After a lazy day on Catalina, we woke up in Ensenada. Today was going to be a big, big day. But first, yet another breakfast in the dining room.
Now, if you have cruised before, you know that most people go to the buffet for breakfast. Sure, that's fine - get in, get out, grab your stuff, head ashore. For us, on the other hand, we like the food in the MDR (main dining room) much better. It is usually less crowded and a far less stressful start to the day.
You can't get a Masala Dosa with poached eggs in the buffet. Sorry.
Carnival has EXCELLENT Indian food, and has had it for years - a lot of their cooks on board the fleet are from the subcontinent, and thankfully, Carnival lets them cook their food for the guests. I have always appreciated that. I mean, the first night in the MDR I had the Indian vegetarian option and was met with questions from the other guests at our table. Seriously though, if you ever sail Carnival, you are missing out if you do not try their Indian cuisine.
Nathan had the Breakfast Board, because pastrami for breakfast.
Off the boat, through security, through the souvenir shops, and down the road out of the port and into downtown Ensenada. Here's a shot I got of the Inspiration at the port. This image has been my phone background for a few months now.
Walking down the road towards downtown. This canal here used to be FILLED with tires and junk. It was nice to see that it has been cleaned up significantly since I was last down here in 2003 or so. In fact, most of Ensenada has improved in the last 15 years. It was nice to see, honestly.

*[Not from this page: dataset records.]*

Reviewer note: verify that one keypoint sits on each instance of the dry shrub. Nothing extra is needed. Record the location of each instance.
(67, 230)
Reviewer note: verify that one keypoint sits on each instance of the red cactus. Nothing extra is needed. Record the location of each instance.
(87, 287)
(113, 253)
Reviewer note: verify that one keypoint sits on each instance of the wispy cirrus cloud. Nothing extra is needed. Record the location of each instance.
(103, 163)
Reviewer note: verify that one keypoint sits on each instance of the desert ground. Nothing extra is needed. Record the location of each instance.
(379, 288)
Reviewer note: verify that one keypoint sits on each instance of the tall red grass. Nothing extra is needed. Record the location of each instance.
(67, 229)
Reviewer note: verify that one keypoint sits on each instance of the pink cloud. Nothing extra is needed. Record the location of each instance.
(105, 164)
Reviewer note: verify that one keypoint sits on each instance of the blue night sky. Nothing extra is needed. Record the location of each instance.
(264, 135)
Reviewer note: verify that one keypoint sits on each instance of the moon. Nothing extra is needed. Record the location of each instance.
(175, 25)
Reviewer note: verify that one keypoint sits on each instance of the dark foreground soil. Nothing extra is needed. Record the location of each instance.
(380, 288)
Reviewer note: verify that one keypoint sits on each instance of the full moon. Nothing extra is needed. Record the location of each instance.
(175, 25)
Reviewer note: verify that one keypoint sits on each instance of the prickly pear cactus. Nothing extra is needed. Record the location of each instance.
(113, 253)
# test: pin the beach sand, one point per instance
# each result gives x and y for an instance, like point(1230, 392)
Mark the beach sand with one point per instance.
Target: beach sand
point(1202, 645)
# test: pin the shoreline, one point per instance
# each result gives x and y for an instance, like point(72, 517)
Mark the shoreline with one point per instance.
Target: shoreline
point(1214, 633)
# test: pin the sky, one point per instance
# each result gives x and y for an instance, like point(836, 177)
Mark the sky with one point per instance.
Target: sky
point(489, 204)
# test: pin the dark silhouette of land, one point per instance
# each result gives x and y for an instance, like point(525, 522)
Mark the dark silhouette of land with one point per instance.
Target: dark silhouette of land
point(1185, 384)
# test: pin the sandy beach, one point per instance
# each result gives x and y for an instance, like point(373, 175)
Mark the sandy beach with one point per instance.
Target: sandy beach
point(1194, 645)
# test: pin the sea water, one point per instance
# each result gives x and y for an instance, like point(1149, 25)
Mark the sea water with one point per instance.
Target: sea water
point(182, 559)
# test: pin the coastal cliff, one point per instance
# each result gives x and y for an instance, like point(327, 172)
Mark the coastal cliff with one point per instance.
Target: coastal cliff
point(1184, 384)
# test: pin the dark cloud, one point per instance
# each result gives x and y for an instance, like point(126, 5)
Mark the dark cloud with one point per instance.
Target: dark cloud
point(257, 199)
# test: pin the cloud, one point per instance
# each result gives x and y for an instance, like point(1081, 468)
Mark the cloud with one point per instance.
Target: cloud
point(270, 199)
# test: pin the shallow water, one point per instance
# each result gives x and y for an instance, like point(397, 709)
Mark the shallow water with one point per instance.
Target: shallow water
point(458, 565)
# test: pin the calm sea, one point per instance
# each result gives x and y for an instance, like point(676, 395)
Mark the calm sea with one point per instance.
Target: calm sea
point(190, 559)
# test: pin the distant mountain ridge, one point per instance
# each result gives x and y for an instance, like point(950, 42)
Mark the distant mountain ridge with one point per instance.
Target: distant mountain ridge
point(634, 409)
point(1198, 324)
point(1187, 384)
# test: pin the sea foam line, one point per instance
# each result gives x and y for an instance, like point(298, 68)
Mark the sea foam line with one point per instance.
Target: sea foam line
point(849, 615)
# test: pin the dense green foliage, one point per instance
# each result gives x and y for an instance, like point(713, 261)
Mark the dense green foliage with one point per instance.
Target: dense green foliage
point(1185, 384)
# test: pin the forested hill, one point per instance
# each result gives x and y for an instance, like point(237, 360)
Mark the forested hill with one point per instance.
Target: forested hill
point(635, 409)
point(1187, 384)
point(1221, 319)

Most people, when the go to Ensenada, tend to take a tour to La Bufadora, a large, natural blowhole south of the city. Nathan and I, however, are not most people.
We were headed to the world famous La Guerrerense cevicheria, about a half mile from the entrance to the port. Anthony Bourdain (RIP) brought this place to the attention of Americans a few years ago, and I told myself that if I ever got back to Ensenada, I would eat there.
The owner Sabina, aka La Guerrerense (Spanish for The Lady of Guerrero), heads down to the fish market every day to get the best stuff for her cart and her restaurant, Sabina Restaurante across the street. Both serve outstandingly fresh ceviches with her 15 or so home grown salsas. But the restaurant also sells fresh made fish and shrimp tacos (specialties of Baja), agua frescas, and ice cold Mexican beer. We ate at Sabina.
Each tostada was piled high with a good half pound of fresh seafood. Clockwise from the top: shrimp, Guerrerense tostada, ensalada de jaiba con callo de hacha (crab salad with shrimp and scallops), and smoked marlin pate and scallop.
Let me tell you...the quality was extraordinary. So incredibly fresh and clean tasting - totally unlike any ceviche I have had stateside.
Just under $5 a piece. These would cost nearly three times that back in the States.
Cooked shrimp taco. About $1.50. We had a fish one as well, but Nathan hoovered it as soon as he could. He also put a mango habanero salsa on it which was utterly delicious...and nuclear. The abuelita working at the restaurant laughed at him, and rightfully so. My cucumber and jalapeno agua fresca hit the spot, and quelled the burn...a bit.
I am dead serious here - if you ever get down to Ensenada for whatever reason, GO. And they take credit card!!!
After lunch, we walked around downtown for a bit and tried to find a pharmacy that sold insulin so that Nathan could buy an extra bottle. Sure enough, Roma (right outside the port) carried a few bottles. Although the pharmacist did not speak English, I was able to get by with my meager Spanish to ask her if she had any, verified the brand and name, and how much it was - $40 per vial. No prescription needed. Stateside...nearly $150 per vial. Can we please fix the health care system? Please?
This dude was waiting for us that afternoon when we got back to the ship.
We took a nap (our favorite cruise activity), then headed to dinner. Afterwards, we went to see the late night comedy shows, both the PG-13 and the adult. Carnival's comedians are very, very good, and their entertainment is one of the hallmarks of this line.
Grab a seat, order a cocktail, and enjoy the evening.